Yıldızlar parlıyordu gökyüzünde. Her yıldız bir gezegense binlerce gezegenle mülâkata girmiştim. Bu mülâkatta karşı taraf çok sessizdi.
Bir yıldız kayınca bir dilek tut, derdi okuduğum kitabın satırlarından birisi. Kayan yıldızı görünce aklıma hiçbir dilek gelmedi nedense. Sonra onun yerinde yeni bir yıldız göz kırptı. Ne güzeldi gökyüzü. Sanki siyah bir çarşafın gümüş beyazı simli desenleri.
Bu gökyüzünün altında olanları düşündüm sonra. Meselâ o anda Arakan’lı yaşıtım da bu gökyüzüne bakıp kayan yıldızlar hakkında ne düşünüyordu? Gazze’de bombaların ışığına mı karışmıştı yıldızlar?
Hayat çok garip. Aynı gökyüzünün altından aynı görüntüye bakarak ayrı düşünen milyonlarca insandık. Bazen iyi bazen kötü düşünüyorduk. Farklı giyiniyorduk, farklı yemekler yiyorduk, farklı dilleri konuşuyorduk, ama ortak tek noktamız vardı; insan olmamız.
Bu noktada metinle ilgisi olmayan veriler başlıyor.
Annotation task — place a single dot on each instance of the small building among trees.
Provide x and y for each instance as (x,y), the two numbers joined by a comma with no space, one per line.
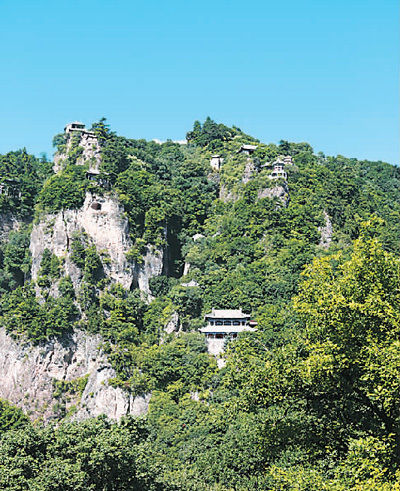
(247,149)
(216,162)
(223,325)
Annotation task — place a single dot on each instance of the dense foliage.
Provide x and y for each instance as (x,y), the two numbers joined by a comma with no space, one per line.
(310,401)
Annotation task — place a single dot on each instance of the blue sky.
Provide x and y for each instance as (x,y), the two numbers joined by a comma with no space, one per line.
(325,72)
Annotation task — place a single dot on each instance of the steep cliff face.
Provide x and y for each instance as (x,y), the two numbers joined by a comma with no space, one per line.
(280,191)
(66,376)
(91,152)
(8,222)
(103,221)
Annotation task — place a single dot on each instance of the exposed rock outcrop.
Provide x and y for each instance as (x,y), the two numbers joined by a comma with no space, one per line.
(8,222)
(91,152)
(29,376)
(249,171)
(106,227)
(280,191)
(152,265)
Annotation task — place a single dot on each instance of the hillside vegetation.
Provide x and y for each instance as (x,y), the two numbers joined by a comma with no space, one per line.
(309,401)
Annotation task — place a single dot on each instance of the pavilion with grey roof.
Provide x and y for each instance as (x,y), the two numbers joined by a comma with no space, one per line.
(223,325)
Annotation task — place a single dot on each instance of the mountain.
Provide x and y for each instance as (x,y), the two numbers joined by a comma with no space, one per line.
(110,257)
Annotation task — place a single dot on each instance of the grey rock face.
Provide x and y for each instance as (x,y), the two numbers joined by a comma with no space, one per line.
(106,227)
(8,222)
(281,192)
(27,375)
(249,171)
(91,152)
(151,266)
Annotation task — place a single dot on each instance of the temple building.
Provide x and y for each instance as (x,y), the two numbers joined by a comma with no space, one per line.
(247,149)
(216,161)
(75,126)
(223,325)
(279,170)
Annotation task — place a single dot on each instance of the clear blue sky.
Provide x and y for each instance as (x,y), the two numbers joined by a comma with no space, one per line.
(321,71)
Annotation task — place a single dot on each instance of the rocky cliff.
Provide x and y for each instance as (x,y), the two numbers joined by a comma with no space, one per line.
(68,376)
(103,221)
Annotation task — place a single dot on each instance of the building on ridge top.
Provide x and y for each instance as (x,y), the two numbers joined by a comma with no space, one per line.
(223,325)
(278,170)
(216,162)
(247,149)
(75,126)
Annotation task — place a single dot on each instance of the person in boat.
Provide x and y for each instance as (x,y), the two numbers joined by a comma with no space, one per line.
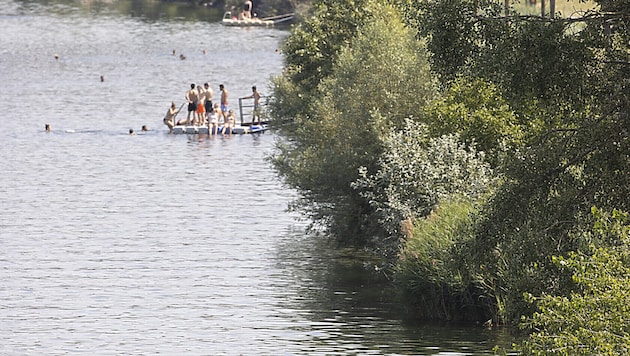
(224,101)
(256,96)
(213,122)
(207,100)
(246,14)
(229,124)
(192,98)
(201,108)
(169,118)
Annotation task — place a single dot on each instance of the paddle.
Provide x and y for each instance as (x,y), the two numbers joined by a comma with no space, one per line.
(175,116)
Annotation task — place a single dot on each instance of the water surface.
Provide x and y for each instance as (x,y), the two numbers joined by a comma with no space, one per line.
(118,244)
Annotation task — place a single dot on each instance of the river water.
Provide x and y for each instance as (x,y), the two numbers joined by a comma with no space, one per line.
(118,244)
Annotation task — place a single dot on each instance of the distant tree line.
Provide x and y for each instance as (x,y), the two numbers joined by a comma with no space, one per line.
(484,154)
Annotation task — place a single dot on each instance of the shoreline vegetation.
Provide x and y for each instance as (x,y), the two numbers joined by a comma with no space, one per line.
(481,152)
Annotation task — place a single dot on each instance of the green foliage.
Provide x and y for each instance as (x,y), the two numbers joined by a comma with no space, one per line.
(569,94)
(475,110)
(430,274)
(416,172)
(368,92)
(593,319)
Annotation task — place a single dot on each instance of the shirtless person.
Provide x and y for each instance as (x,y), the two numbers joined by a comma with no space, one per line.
(192,98)
(224,102)
(169,118)
(256,96)
(200,118)
(207,100)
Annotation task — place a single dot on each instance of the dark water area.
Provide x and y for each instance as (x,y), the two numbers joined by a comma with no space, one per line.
(118,244)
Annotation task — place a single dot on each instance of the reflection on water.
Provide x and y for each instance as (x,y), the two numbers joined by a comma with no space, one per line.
(148,10)
(153,243)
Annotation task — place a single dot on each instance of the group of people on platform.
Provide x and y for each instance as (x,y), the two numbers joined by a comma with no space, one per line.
(203,112)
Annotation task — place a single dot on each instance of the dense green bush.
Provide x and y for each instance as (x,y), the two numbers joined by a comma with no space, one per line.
(337,126)
(434,282)
(416,172)
(592,320)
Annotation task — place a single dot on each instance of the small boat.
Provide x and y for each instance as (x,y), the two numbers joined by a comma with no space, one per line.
(204,130)
(229,20)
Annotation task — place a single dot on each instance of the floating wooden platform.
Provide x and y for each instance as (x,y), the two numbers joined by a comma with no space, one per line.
(203,130)
(229,20)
Ama bazen kötülük iyiliğin çok önüne geçiyordu. Kalp küçük siyah noktalarla kirleniyor ve kirler büyüyünce simsiyah oluyordu. Kalbin temizlik suyu yok mu? Ya da insanlar var olan iyiliğin beyazlığını neden görmüyorlar? Arakan’da yapılan kötülükler, Filistin’de yapılan zulümler nasıl düzelecek?
Rahmetli bir Hacı Hayrunisa Teyze vardı. Doğu Türkistan’dan kaçmışlar. Aslen Çinli idi, ama Çinli deyince asla kabul etmiyor ve gözleri dalıyordu. İçindeki fırtınalar gözüne yansıyordu. Kim bilir anlatamadığı neler görmüştü kalbinde sakladığı?
Yıldızlara bakıyordum öylece. Her yıldızın parlaması farklıydı. Bazısı sönük, bazısı çok canlı, ama oradan herkesi gören kocaman kalpleri vardı. Her yıldızın anlatacak hikâyesi vardı ve dinleyen bunu duyabilirdi.